What is already known on this subject?

Overweight and obesity are well-known risk factors for T2DM. However, even at lower body mass index (BMI), the Chinese population is at higher risk of T2DM when compared to other populations. Several obesity and TyG-related parameters such as BMI, WC, WHtR, LAP, VAI, TyG and TyG-BMI are used to predict IR, MetS and CVD, yet no previous study has assessed the effectiveness of these indices as predictors of T2DM in the Chinese elderly normal-weight population.

What this study adds?

TyG was most strongly associated with T2DM in normal-weight elderly adults in China. The optimum cut-off points of WC and WHtR were WC ≥ 84.3 cm and WHtR ≥ 0.49 for men and WC ≥ 79.8 cm and WHtR ≥ 0.52 for women when screening for T2DM in the Chinese normal-weight elderly population.

Conclusion

When compared to several other biomarkers, TyG was the best predictor of T2DM in Chinese normal-weight elderly people.

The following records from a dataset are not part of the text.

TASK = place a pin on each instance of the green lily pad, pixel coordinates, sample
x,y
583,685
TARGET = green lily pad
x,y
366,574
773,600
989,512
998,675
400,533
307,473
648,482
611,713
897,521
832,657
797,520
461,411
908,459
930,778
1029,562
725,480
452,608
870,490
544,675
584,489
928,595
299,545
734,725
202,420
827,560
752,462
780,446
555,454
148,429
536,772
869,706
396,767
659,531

We propose that TyG be used in clinical practice as a supplementary indicator for the prediction of T2DM in the elderly population, for example as part of routine health check-ups. In light of the heterogeneity of the predictive value of obesity indices and TyG-related parameters across different populations, further studies are warranted on the associations of these measures with the risk of T2DM.